"Kenapa dia tidak pernah membiarkan aku berbicara?" gerutu Cleo sepeninggalan Andreas.
"Ada apa?" tanya Raka.
"Kau mengagetkan aku saja." jawab Cleo. "Sejak kapan kau disana?"
"Baru saja. Aku melihatmu mengomel sendiri." Raka berkata jujur.
"Syukurlah!" jawabnya.
"Apanya?" tanya Raka tidak mengerti.
"Tidak ada." Cleo bergegas meninggalkan pria berkacamata itu, sebelum dia bertanya lebih lanjut.
"Aneh banget." ucap Raka.
"Dok, dicariin sama Direktur." lapor Elia.

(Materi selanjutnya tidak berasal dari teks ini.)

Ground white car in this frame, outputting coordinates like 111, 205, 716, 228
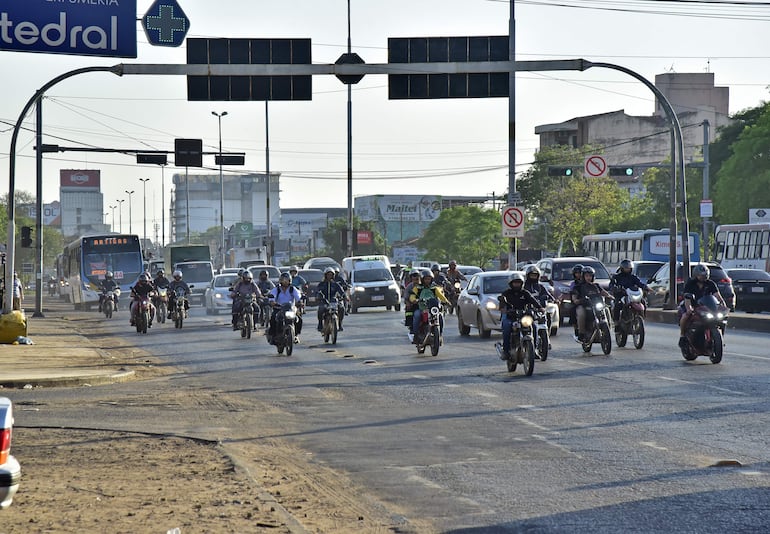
0, 397, 21, 509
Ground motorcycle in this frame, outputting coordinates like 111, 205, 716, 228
414, 297, 444, 356
321, 297, 341, 345
102, 288, 120, 319
615, 286, 647, 349
134, 292, 154, 334
495, 308, 532, 376
152, 287, 168, 323
171, 287, 187, 328
267, 303, 298, 356
682, 295, 728, 364
578, 295, 612, 354
238, 293, 259, 339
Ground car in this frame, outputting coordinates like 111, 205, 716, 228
726, 269, 770, 313
536, 256, 610, 319
302, 256, 342, 271
297, 269, 324, 306
248, 265, 288, 285
647, 262, 735, 311
203, 273, 238, 315
457, 271, 512, 338
631, 260, 666, 284
348, 261, 401, 313
0, 397, 21, 509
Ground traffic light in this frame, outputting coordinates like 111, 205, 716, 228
610, 165, 634, 176
548, 165, 572, 176
21, 226, 32, 248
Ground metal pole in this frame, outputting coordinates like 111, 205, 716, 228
126, 189, 134, 234
211, 111, 227, 268
139, 178, 150, 247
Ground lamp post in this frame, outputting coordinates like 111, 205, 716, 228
211, 111, 227, 268
116, 198, 126, 234
139, 178, 150, 247
126, 189, 134, 234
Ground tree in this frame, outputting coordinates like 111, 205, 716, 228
418, 206, 507, 268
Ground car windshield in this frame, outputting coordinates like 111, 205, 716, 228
484, 275, 508, 295
727, 269, 770, 281
353, 269, 393, 282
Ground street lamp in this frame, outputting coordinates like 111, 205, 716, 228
139, 178, 150, 247
211, 111, 227, 268
126, 189, 134, 234
116, 198, 126, 234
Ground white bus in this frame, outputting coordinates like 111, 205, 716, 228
714, 223, 770, 271
62, 234, 143, 310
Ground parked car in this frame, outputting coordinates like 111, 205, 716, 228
0, 397, 21, 509
457, 271, 512, 338
726, 269, 770, 313
297, 269, 324, 306
537, 256, 610, 319
647, 262, 735, 311
203, 273, 238, 315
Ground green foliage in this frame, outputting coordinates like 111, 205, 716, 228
418, 206, 507, 268
713, 103, 770, 224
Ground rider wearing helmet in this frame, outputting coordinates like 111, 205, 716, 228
230, 269, 262, 330
677, 263, 727, 348
570, 265, 612, 341
99, 271, 119, 311
267, 273, 302, 343
131, 273, 155, 328
168, 270, 190, 319
496, 272, 543, 360
610, 259, 648, 331
409, 265, 449, 343
318, 267, 345, 332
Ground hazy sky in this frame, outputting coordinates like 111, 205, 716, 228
0, 0, 770, 237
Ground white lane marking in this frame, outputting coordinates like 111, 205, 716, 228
658, 376, 746, 396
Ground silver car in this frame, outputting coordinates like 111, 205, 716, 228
457, 271, 512, 338
203, 273, 238, 315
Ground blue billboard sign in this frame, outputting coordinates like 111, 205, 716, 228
0, 0, 136, 58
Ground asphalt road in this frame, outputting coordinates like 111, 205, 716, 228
12, 308, 770, 533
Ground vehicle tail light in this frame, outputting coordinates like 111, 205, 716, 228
0, 428, 11, 465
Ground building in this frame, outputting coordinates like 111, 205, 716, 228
170, 172, 281, 242
59, 169, 111, 238
535, 72, 730, 194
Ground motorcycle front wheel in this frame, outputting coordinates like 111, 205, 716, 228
631, 315, 644, 349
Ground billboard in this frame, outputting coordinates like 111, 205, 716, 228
0, 0, 136, 58
59, 169, 101, 189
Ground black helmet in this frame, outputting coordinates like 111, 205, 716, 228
620, 259, 634, 273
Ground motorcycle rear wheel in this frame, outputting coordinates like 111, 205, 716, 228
631, 315, 644, 349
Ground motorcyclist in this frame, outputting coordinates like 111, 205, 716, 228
677, 264, 727, 348
230, 271, 262, 330
497, 272, 544, 360
404, 269, 420, 336
131, 273, 155, 328
570, 265, 612, 342
524, 265, 554, 306
267, 273, 302, 343
168, 271, 190, 319
99, 271, 119, 312
318, 267, 345, 332
610, 259, 648, 331
409, 272, 449, 343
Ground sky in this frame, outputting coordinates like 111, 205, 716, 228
0, 0, 770, 240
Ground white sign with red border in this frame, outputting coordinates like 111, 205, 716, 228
583, 154, 609, 178
503, 206, 524, 237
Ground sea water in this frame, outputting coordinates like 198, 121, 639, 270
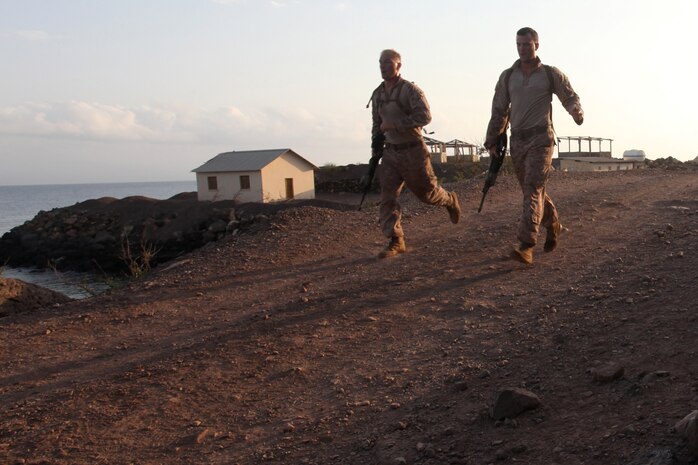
0, 180, 196, 298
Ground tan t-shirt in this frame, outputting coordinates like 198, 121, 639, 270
485, 59, 581, 149
371, 77, 431, 144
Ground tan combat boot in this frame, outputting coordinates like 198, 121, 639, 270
378, 236, 407, 258
511, 242, 533, 265
446, 192, 460, 224
543, 221, 568, 252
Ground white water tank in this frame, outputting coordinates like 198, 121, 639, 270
623, 149, 645, 161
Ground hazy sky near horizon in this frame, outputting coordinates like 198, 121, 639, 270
0, 0, 698, 185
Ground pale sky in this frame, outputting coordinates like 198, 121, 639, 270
0, 0, 698, 185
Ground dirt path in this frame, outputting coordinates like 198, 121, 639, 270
0, 170, 698, 465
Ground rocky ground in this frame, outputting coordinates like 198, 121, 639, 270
0, 169, 698, 465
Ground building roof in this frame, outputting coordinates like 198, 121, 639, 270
557, 157, 634, 164
192, 149, 317, 173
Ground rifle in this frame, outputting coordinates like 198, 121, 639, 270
358, 132, 385, 210
477, 131, 507, 213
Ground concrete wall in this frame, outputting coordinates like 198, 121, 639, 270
196, 171, 263, 202
262, 152, 315, 202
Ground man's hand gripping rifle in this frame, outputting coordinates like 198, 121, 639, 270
358, 132, 385, 210
477, 131, 507, 213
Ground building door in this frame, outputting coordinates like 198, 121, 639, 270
286, 178, 293, 199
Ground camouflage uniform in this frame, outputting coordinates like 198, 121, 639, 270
371, 77, 457, 237
485, 58, 581, 246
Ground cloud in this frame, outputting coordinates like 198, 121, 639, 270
0, 101, 362, 146
10, 30, 52, 42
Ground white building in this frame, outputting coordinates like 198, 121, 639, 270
192, 149, 317, 202
623, 149, 647, 161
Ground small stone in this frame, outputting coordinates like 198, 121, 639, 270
491, 388, 541, 420
591, 363, 625, 383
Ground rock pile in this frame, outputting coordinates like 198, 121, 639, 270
0, 193, 354, 274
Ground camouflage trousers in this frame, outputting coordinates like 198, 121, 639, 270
511, 137, 558, 245
379, 143, 453, 237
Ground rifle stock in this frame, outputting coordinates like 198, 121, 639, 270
477, 131, 507, 213
358, 132, 385, 210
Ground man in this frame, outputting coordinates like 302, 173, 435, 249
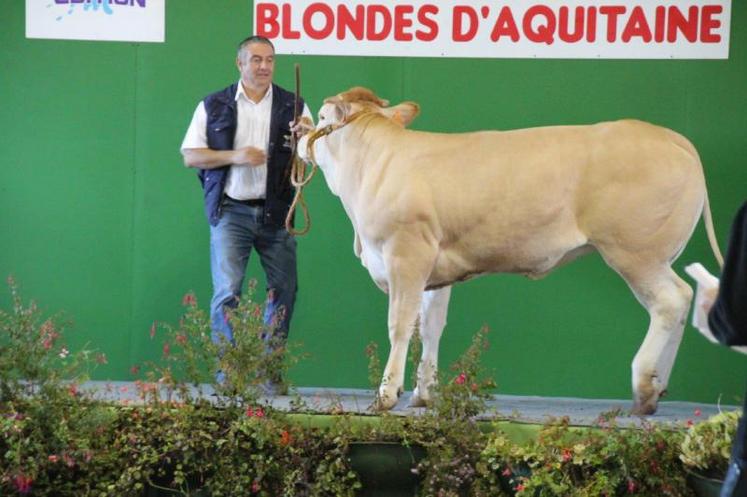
181, 36, 311, 394
699, 202, 747, 497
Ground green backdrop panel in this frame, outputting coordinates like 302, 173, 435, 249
0, 0, 747, 403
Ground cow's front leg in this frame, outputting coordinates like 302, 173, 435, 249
410, 286, 451, 407
375, 242, 435, 410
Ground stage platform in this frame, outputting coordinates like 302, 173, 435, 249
80, 381, 738, 426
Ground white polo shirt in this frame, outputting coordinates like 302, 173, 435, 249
181, 81, 311, 200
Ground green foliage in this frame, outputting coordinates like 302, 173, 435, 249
680, 411, 741, 478
0, 281, 720, 497
483, 416, 691, 497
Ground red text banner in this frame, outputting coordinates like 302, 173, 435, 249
254, 0, 731, 59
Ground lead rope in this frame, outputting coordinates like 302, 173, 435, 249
285, 82, 364, 236
285, 64, 316, 236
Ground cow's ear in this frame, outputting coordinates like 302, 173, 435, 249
381, 102, 420, 127
332, 99, 351, 123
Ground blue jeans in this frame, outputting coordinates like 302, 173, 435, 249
210, 198, 297, 343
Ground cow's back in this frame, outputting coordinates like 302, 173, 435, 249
372, 120, 705, 279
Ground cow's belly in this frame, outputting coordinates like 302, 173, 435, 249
361, 243, 389, 293
427, 232, 591, 289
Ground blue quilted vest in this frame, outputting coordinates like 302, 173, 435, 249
197, 83, 303, 228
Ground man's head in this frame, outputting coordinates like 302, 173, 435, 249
236, 36, 275, 91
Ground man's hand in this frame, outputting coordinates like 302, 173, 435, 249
231, 147, 267, 166
700, 286, 718, 314
288, 116, 314, 138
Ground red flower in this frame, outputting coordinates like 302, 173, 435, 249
13, 474, 34, 495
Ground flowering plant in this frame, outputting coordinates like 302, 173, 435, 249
680, 411, 741, 479
482, 412, 691, 497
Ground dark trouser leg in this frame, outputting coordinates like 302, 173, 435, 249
255, 227, 298, 395
720, 394, 747, 497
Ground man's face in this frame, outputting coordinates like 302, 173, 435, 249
236, 43, 275, 89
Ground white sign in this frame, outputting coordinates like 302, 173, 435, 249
254, 0, 731, 59
26, 0, 166, 42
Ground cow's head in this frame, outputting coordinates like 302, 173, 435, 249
317, 86, 420, 129
298, 86, 420, 166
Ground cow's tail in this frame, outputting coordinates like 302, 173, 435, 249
703, 190, 724, 270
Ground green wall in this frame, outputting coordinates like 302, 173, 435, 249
0, 0, 747, 403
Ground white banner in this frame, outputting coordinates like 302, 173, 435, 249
254, 0, 731, 59
26, 0, 166, 42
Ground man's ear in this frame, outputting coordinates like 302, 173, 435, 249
381, 102, 420, 128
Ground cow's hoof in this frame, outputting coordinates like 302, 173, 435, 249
407, 394, 428, 407
630, 385, 664, 416
630, 395, 659, 416
369, 394, 397, 412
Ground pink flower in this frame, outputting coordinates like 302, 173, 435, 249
628, 480, 638, 494
246, 406, 265, 418
182, 292, 197, 307
280, 430, 292, 446
13, 474, 34, 495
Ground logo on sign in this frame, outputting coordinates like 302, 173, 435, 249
47, 0, 146, 21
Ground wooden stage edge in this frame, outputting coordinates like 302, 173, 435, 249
81, 381, 738, 426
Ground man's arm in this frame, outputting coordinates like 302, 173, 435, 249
180, 102, 267, 169
181, 147, 267, 169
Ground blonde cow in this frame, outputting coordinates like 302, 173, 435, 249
298, 88, 720, 414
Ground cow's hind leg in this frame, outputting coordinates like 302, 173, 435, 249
617, 264, 693, 415
410, 286, 451, 407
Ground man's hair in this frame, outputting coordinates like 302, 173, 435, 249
238, 35, 275, 57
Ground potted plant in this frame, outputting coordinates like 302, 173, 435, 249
680, 411, 741, 497
482, 413, 691, 497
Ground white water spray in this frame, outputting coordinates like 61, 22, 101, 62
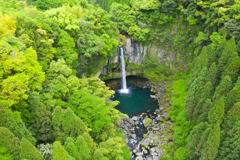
119, 45, 128, 93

"Baiklah." Cleo berjalan menuju lift.
"Kenapa Dirut sering banget manggil dokter Cleo ya?" Elia bertanya pada Desmi.
"Itu bukan urusan kita." jawab Desmi.
"Bukankah menurut ibu itu aneh? Padahal dokter Cleo masih baru, tapi kelihatannya dekat banget sama Dirut." lanjut Elia.
"Jangan ikut campur!" sambung Desmi.
"Kenapa?" tanya Raka yang baru bergabung. "Dimana dokter Cleo?" tanya Raka.
"Ke ruangan Direktur." jawab Elia. "Dok, apa dokter Cleo itu koleganya Dirut?" Raka mengerinyitkan alisnya, kebetulan Desmi berjalan ke dalam ruangan mereka.
"Maksudmu?" tanyanya.
"Emang nggak aneh ya Dok? Dirut sering banget manggil dokter Cleo ke ruangannya. Terkadang saya melihat mereka mengobrol di taman. Seperti akrab gitu." jelas Elia.
"Benarkah?" Raka terlihat berpikir.
"Masa dokter nggak perhatian?" Raka menggeleng.
"Kalau benar dia kolega Dirut, kita harus baik-baikin dong." ucap Raka.
"TOK TOK TOK."
"Masuk." jawab Vincent.
"Papa memanggilku?" tanya Cleo.
"Duduklah!" Vincent berjalan menuju sofa yang telah Cleo duduki.
"Ada apa, Pa?" Cleo bisa bersikap santai karena hanya ada mereka berdua disana.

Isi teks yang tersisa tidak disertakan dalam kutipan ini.